OpenAI’s GPUs are buckling under unprecedented demand for its new image generation feature, forcing the company to implement emergency limits as users create millions of anime-inspired illustrations. The company’s computing infrastructure has been pushed to the breaking point just days after rolling out the capability in its latest GPT-4o model.
The image generator, which transforms text prompts or existing photos into detailed artwork, has sparked particular enthusiasm for Studio Ghibli-style transformations. Over the last few days, users have flooded social media with pastel-colored landscapes and whimsical character portraits reminiscent of films like “Spirited Away” and “My Neighbor Totoro.”
“Can y’all please chill on generating images. This is insane, our team needs sleep,” OpenAI CEO Sam Altman whine-tweeted early today.
That came on the heels of his initial complaint Thursday—“our GPTs are melting”— after the new image-generating capabilities had rolled out and some genius discovered that you could take any photo and turn it into a cutesy Ghibli-style image.
During the ensuing weekend, more and more people tried to Ghblify everything from 9/11 photos to Adolf Hitler. The viral phenomenon spread beyond tech enthusiasts to the White House, which published a Ghibli-style meme making fun of a Latin American woman arrested for drug trafficking.
Finally, OpenAI shut off access to its image generator in some areas, while imposing rate limits of 3 generations per hour for others. That didn’t go over well with users who complained about arbitrary limits and even hallucinated restrictions.
The situation seemed to get a bit more under control Monday with OpenAI announcing that free users—who previously had more freedom of generations with the previous DALL·E 3 image generator—would be limited to just three images per day, if and when the feature becomes publicly available.
Altman may be crying all the way to the bank. Ghibligeddon apparently drove more than 1 million people to sign up for ChatGPT in one hour Monday, though how many of those subscribed to the premium service was not disclosed. Search data shows that as soon as the new model was released last week, the term “ChatGPT” briefly overtook “Google” in Google Trends.
So why is Ghibligeddon “melting” OpenAI’s servers? GPT-4o’s image generation differs fundamentally from previous AI art tools, using more computing power. That’s because most image generators use “diffusion models” that start with a bunch of random pixels, and change them until they form a real representation of an image.
GPT-4o employs an autoregressive approach that generates images pixel by pixel in sequence—predicting what pixel comes next—in the same way it does text-based reasoning. For images, this technique produces more accurate details and better text rendering. But it’s a huge lift for OpenAI’s GPUs.
It’s kind of like the difference between creating an oil painting and creating a tile mosaic.
Each image request triggers complex mathematical operations across many GPU cores working in parallel, consuming power and generating heat that threatens hardware if run continuously at maximum capacity.

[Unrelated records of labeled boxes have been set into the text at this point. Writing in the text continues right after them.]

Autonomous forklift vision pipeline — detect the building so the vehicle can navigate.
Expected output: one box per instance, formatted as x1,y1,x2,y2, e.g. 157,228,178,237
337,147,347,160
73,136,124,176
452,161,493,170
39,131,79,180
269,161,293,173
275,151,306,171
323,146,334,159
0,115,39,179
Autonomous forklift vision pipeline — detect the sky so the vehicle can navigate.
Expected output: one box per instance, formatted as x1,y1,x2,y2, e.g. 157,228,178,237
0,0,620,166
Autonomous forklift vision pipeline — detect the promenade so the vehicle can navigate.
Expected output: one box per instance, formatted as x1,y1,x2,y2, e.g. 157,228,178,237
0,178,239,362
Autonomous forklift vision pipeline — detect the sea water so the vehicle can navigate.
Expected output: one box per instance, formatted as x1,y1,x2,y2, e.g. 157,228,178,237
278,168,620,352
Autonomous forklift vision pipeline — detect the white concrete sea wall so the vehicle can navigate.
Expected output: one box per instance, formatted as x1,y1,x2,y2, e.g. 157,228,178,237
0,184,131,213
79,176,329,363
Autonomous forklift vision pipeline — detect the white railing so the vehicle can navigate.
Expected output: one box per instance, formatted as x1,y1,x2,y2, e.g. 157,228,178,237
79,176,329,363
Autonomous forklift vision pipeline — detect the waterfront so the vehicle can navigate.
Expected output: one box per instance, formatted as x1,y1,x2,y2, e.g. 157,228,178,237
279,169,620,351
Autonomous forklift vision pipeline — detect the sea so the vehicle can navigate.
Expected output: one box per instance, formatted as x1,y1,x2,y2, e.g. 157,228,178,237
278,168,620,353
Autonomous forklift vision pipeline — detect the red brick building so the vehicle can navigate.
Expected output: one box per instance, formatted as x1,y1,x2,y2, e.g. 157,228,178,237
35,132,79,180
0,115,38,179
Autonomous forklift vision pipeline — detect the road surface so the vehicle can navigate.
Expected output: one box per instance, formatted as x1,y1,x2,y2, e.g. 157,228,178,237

The computing crunch comes at a challenging time for OpenAI financially. Despite Altman’s claims of the company “doing really great,” the AI unicorn reportedly loses billions annually, with projections suggesting these losses could reach $14 billion by 2026. The infrastructure demands of maintaining image generation capacity while continuing to develop new AI capabilities put additional pressure on the company’s resources.
And it’s unlikely that dealing with memes is the revolutionary use case that could make a multibillion dollar business profitable, but who are we to judge?
For now, users eager to transform their photos into Ghibli-style artwork may need to wait their turn as OpenAI works to strengthen its infrastructure. The company hasn’t specified when full capacity might be restored, saying only that the optimization work “hopefully won’t be long.”